Valeant increases offer for Salix to US$15.8bn in cash
Endo withdraws its offer for the US manufacturer of gastrointestinal drugs
Valeant Pharmaceuticals International has increased its takeover offer for Salix Pharmaceuticals, a US manufacturer of gastrointestinal drugs, to approximately US$15.8bn in cash, which has led Endo International to withdraw its offer.
Salix has agreed to the Canadian company's new offer of $173 a share in cash, up from the bid of $158.00 per share on 22 February. The revised offer price provides an additional $1bn in cash.
Both Valeant and Salix have agreed the revised terms of the merger agreement.
Endo had offered a cash-and-stock counterbid worth about $172.50 a share on 12 March.
Michael Pearson, Chairman and Chief Executive of Valeant, said: 'We continue to be very excited about the combination of our two companies and we are committed to getting this deal done.'
Thomas D'Alonzo, Chairman and acting Chief Executive of Salix, said: 'We are pleased that the enhanced offer price recognises the value of Salix as the leading gastrointestinal speciality pharmaceutical company and delivers to our stockholders all cash consideration in the near future.'
Valeant expects to close the deal on 1 April.

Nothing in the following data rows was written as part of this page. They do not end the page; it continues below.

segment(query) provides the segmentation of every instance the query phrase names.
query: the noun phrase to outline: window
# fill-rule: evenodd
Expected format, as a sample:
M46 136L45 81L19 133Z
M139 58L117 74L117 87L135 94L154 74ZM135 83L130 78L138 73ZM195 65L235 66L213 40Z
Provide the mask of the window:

As part of the revised terms, the break fee payable by Salix to Valeant if the transaction falls through has been increased by $100m to about $450m.
Ireland-based Endo said in a statement that it was 'disappointed with this outcome', but would focus its attention on 'other opportunities in our robust deal pipeline and on maximising our organic growth initiatives including progressing our R&D pipeline'.